Us on the Hatteras Fishing Boat

Bimini Fishing Trip and a Yacht With Old Men and Hookers

During the 1980s, many of my friends and acquaintances owned or worked for businesses in Ocean City, Md. Several of them traveled to Fort Lauderdale, Pompano Beach and Boca Raton, Fla. to spend the winter. We visited our friends in Fort Lauderdale annually, and it was common to meet many of our acquaintances from Ocean City while we vacationed.

Doug on the Bow

Doug on the Bow

On one of our trips, as we dined in Fort Lauderdale, we met Brenner, an Ocean City boat captain and his mate. They had brought a 48-foot-Hatteras-fishing boat from Maryland to Hillsboro Inlet in Pompano Beach, Florida. After brief negotiations, five of us chartered the boat for the next morning to go to Bimini in the Bahamas.

Early the following morning, as we began our 50 mile journey the mate tossed red bait — or chum into the royal blue Atlantic to attract fish. The chum formed a bloody stream behind the boat and we dragged several fishing lines through it. When a fish took the bait the line zinged as it unreeled. The zing alerted us to jump into the fighting chair to battle the fish.

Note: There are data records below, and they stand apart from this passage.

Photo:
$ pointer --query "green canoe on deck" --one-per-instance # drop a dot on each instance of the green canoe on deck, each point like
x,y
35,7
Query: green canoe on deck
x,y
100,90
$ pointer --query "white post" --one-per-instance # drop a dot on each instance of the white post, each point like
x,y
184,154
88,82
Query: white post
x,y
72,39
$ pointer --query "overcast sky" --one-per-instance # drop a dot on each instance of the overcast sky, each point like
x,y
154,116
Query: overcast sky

I am in the fighting chair

I am in the fighting chair

When it was my turn, the mate harnessed me in the chair to prevent me from getting pulled overboard while I reeled in the fish. He showed me how to keep tension on the fishing line, so that I would not lose the fish.

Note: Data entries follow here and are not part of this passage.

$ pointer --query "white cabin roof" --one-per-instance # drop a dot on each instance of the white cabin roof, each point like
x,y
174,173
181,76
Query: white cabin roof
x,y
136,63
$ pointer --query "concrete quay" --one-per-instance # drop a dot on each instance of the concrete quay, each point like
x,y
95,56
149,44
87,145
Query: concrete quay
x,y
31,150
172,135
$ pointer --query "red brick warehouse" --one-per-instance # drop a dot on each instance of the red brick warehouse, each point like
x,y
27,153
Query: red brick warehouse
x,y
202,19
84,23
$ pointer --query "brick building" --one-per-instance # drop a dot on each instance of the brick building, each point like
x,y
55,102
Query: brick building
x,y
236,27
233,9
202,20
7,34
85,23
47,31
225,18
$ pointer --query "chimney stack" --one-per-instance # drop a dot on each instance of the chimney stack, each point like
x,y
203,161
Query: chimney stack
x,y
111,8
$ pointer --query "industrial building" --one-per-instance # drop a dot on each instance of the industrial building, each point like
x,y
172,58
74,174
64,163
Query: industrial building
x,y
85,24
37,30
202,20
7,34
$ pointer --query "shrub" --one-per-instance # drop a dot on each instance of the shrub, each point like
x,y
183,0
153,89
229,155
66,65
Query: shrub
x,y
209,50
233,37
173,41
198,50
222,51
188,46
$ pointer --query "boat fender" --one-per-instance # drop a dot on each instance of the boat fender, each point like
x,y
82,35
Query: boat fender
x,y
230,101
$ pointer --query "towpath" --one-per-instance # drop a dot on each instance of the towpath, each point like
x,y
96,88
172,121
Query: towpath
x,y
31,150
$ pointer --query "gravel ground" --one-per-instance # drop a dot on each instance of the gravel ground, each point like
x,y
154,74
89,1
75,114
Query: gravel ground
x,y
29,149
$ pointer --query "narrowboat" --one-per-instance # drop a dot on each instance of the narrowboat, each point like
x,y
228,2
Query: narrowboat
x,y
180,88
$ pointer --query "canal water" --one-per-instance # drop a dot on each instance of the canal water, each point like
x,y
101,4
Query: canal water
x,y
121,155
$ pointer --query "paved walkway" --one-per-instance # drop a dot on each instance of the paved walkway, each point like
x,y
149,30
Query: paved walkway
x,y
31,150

I struggled with the fish for about 15 minutes, and I needed to use both my hands on the reel to bring it in. I caught a barracuda that weighed about 60 pounds, but with the fight it felt like it was about 200 pounds. We also caught dolphin –the fish not the mammal. This was my first time deep sea fishing, and I loved it.

When we arrived in Bimini, we docked at the Bimini Big Game Club marina. We gave the fish to the locals to clean and keep. Barracuda is poisonous, but they cleaned it so that it was edible.

I am on the bow of the boat

I am on the bow of the boat

We left the boat and as we walked down Bimini’s main street in Alice Town, several locals approached us selling drugs. We ignored them, and we attempted to stop into the End of the World Bar. When we stepped onto the shack’s sand floor, a man dropped his pants. We left quickly. I wonder what would have happened if we would have laughed — probably not a good idea.

We eventually returned to our boat and the three guys of our group, Doug, Joe, and Gene grilled hamburgers. Lucky for them, our boat was docked next to a yacht occupied by about 10 older men who ranged in age from 55 to 70 and their attractive hookers.

As the guys grilled, they watched the hookers and men drinking and walking in and out of their cabins and into cottages near our marina. They put on quite a show for my friends, and I have never seen the guys enjoy grilling this much.

That evening we went to The Compleat Angler which was a bar and lodging that had been frequented by Ernest Hemingway. We played the famous Compleat Angler ring-toss game with our captain, mate and some of the locals. The object of the game is to toss a metal ring that is attached to a rope that hangs from the ceiling onto a metal hook affixed to the wall. The locals were experts.

In addition to playing the game, we watched the “old men and the hookers’ show” continue in the bar. A few of the girls even danced on the tables.

Catching fish, the older men and hookers, and the dropped pants created an adventure. Our impulsive Bimini visit resulted in lasting memories.